More likely, folks would learn to love the sight of painted, exposed galvanized, rigid conduit for a fraction of that price. With an exposed installation time to install would probably be well less than a month. Such a project on a nationwide scale would definitely stimulate the economy. It would be a good time to be an electrical contractor. It ain't rocket science.
Designing a metering system that would accommodate time of day dependent rates and that could read I.D. codes embedded in the electric vehicle and in a card carried by the user is mostly a problem of selecting and getting agreement on standards. Were conduit laid out to accommodate a full allotment of 200 vehicles, wire and metering devices could be added as demand builds. This would allow time to upgrade the distribution infrastructure as required. I have seen estimates that existing generating capacity would suffice for charging cars were the load shifted to minimum load hours, such as 12:00-5:00 AM. If sanity be culturally normative, then by the norms of this culture I claim insanity.
I don't think you can run exposed conduits here, because most of these installations won't be in lots, they'll be on pavements. You can't run conduits across pavements without turning them into an obstacle course. So they'd have to be suspended or run underground. £100/ft might be reasonable in the UK. The terrace is maybe 600ft long, and you'd need access points on both sides of the street. Let's call it 1000ft in total.
£100k, not including metering - for one terrace, with a few hundred people living in it. Scale that to the entire city and the total is upwards of £100m.
Now - you could make people pay for the installation, but it's going to add a £2k-£3k premium to the price of the car, and you may get a mess if you do things that way.

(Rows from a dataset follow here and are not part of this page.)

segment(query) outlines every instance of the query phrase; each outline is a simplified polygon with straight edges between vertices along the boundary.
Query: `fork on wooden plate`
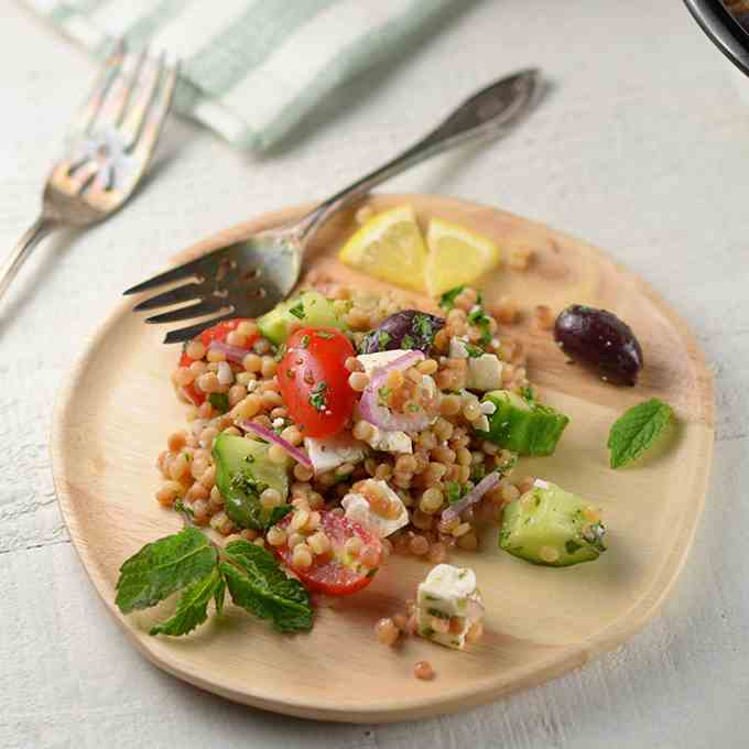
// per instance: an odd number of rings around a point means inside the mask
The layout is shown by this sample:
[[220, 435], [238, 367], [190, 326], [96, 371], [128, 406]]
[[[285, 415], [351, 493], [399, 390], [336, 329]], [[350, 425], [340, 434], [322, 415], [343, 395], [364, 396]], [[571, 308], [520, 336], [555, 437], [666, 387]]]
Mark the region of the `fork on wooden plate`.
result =
[[[146, 323], [197, 323], [170, 330], [165, 344], [194, 338], [229, 317], [258, 317], [291, 293], [298, 281], [304, 248], [337, 210], [406, 169], [463, 143], [504, 132], [522, 120], [544, 89], [531, 68], [495, 82], [466, 99], [432, 132], [380, 169], [336, 193], [302, 218], [259, 231], [172, 268], [128, 289], [126, 294], [175, 285], [135, 305], [133, 312], [183, 306], [152, 315]], [[184, 306], [186, 302], [194, 302]]]
[[177, 77], [178, 65], [164, 54], [117, 43], [47, 177], [39, 218], [0, 264], [0, 298], [43, 237], [101, 221], [127, 203], [151, 161]]

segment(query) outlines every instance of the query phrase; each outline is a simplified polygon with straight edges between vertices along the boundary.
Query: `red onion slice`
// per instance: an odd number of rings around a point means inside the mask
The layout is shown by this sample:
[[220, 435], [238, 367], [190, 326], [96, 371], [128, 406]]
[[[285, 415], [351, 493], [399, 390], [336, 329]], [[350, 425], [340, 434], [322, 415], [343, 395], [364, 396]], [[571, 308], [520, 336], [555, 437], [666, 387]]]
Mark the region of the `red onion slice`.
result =
[[409, 369], [422, 359], [424, 359], [422, 351], [409, 351], [398, 357], [398, 359], [393, 359], [389, 363], [374, 369], [372, 378], [361, 393], [361, 400], [359, 401], [359, 413], [365, 421], [386, 432], [421, 432], [434, 421], [435, 415], [424, 410], [411, 414], [393, 413], [390, 409], [379, 403], [380, 395], [378, 390], [388, 379], [388, 372], [395, 369], [401, 371]]
[[442, 522], [448, 523], [451, 520], [457, 519], [466, 508], [476, 504], [487, 491], [491, 491], [501, 478], [502, 475], [498, 470], [485, 476], [463, 499], [443, 510]]
[[229, 344], [222, 340], [211, 340], [208, 344], [208, 350], [220, 351], [227, 359], [227, 361], [234, 361], [237, 365], [241, 365], [245, 361], [245, 357], [248, 354], [252, 354], [249, 348], [240, 348], [239, 346], [229, 346]]
[[289, 453], [289, 455], [291, 455], [294, 460], [296, 460], [296, 463], [301, 463], [303, 466], [312, 468], [312, 460], [307, 454], [298, 447], [294, 447], [294, 445], [292, 445], [287, 439], [284, 439], [282, 436], [278, 435], [275, 432], [273, 432], [273, 430], [269, 430], [267, 426], [258, 424], [257, 422], [251, 422], [248, 419], [237, 422], [237, 424], [246, 432], [253, 432], [259, 437], [262, 437], [268, 442], [272, 442], [274, 445], [279, 445], [279, 447], [283, 447], [283, 449]]

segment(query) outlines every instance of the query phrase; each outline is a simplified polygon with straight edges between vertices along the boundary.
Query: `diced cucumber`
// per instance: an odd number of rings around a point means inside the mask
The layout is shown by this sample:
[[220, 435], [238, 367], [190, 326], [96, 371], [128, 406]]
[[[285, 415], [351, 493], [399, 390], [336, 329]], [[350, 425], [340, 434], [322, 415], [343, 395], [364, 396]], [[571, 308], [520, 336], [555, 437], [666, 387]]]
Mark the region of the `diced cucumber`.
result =
[[552, 455], [569, 419], [550, 405], [524, 399], [509, 390], [492, 390], [484, 403], [493, 403], [489, 428], [477, 432], [489, 442], [520, 455]]
[[333, 302], [316, 291], [305, 291], [298, 296], [276, 304], [262, 317], [258, 317], [260, 333], [276, 346], [285, 343], [291, 326], [344, 328], [344, 322], [336, 315]]
[[533, 487], [504, 508], [499, 545], [533, 564], [568, 567], [606, 551], [606, 528], [579, 497], [554, 484]]
[[263, 531], [291, 510], [289, 504], [272, 510], [260, 504], [267, 488], [275, 489], [284, 502], [289, 496], [289, 467], [270, 460], [268, 447], [258, 439], [225, 433], [214, 442], [216, 486], [224, 497], [224, 510], [240, 528]]

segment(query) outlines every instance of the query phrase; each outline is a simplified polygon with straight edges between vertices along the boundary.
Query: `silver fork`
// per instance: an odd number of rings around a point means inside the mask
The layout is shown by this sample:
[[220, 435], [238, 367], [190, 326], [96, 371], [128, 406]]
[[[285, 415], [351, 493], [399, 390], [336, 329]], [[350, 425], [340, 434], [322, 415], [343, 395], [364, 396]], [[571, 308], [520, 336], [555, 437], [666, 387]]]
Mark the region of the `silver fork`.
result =
[[163, 54], [128, 52], [118, 42], [47, 177], [39, 218], [0, 265], [0, 298], [43, 237], [96, 224], [127, 203], [151, 161], [177, 76]]
[[195, 302], [154, 315], [145, 322], [176, 323], [211, 315], [187, 327], [170, 330], [164, 338], [165, 344], [188, 340], [206, 327], [229, 317], [258, 317], [292, 291], [300, 276], [304, 248], [335, 211], [425, 159], [509, 128], [530, 109], [541, 88], [538, 69], [522, 70], [491, 84], [464, 101], [415, 145], [301, 219], [259, 231], [128, 289], [126, 294], [137, 294], [193, 279], [140, 302], [133, 312]]

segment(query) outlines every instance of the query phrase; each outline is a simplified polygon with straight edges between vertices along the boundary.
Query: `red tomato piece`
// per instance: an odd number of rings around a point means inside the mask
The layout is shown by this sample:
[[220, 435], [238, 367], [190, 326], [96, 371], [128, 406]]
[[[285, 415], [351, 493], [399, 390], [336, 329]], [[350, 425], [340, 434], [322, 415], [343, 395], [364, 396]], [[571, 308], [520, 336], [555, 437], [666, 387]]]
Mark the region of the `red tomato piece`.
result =
[[351, 341], [336, 328], [300, 328], [286, 341], [279, 389], [305, 437], [329, 437], [350, 417], [357, 399], [345, 366], [350, 356]]
[[[305, 569], [294, 566], [293, 551], [286, 544], [273, 549], [276, 556], [310, 590], [328, 596], [349, 596], [366, 588], [382, 561], [382, 543], [379, 536], [330, 510], [323, 510], [319, 514], [321, 529], [330, 541], [328, 554], [314, 556], [312, 566]], [[291, 519], [292, 514], [287, 514], [279, 527], [287, 529]], [[361, 550], [352, 556], [346, 551], [346, 542], [355, 538], [361, 541]]]
[[[225, 319], [222, 323], [217, 323], [213, 327], [206, 328], [199, 336], [197, 336], [197, 339], [206, 347], [206, 350], [207, 350], [208, 346], [210, 346], [211, 340], [224, 340], [225, 341], [226, 337], [229, 335], [229, 333], [231, 333], [232, 330], [236, 330], [240, 323], [246, 323], [246, 322], [251, 322], [251, 321], [250, 321], [249, 317], [235, 317], [234, 319]], [[260, 337], [259, 334], [251, 336], [247, 340], [248, 348], [250, 346], [252, 346], [252, 344], [259, 337]], [[188, 357], [187, 354], [183, 350], [182, 356], [180, 357], [180, 367], [189, 367], [189, 365], [192, 365], [193, 361], [197, 361], [197, 359], [193, 359], [192, 357]], [[192, 383], [182, 388], [182, 392], [193, 403], [195, 403], [195, 405], [200, 405], [200, 403], [203, 403], [206, 400], [206, 394], [198, 392]]]

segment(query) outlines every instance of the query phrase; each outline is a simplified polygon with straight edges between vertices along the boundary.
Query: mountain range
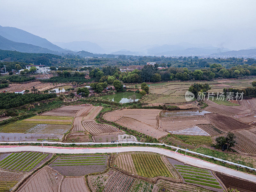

Top down £100m wouldn't be impossible, but it would need some serious cheerleading from both local and national government. Bath wasted £35m (!) getting a showcase spa project finished, but councils are usually less keen to spend money on essential infrastructure than on giant white elephant projects.
Either way it's something that has to be organised - there are only so many electric cars you can sell to people with garages, and if you want ordinary people to start using them, the transition is going to cost money.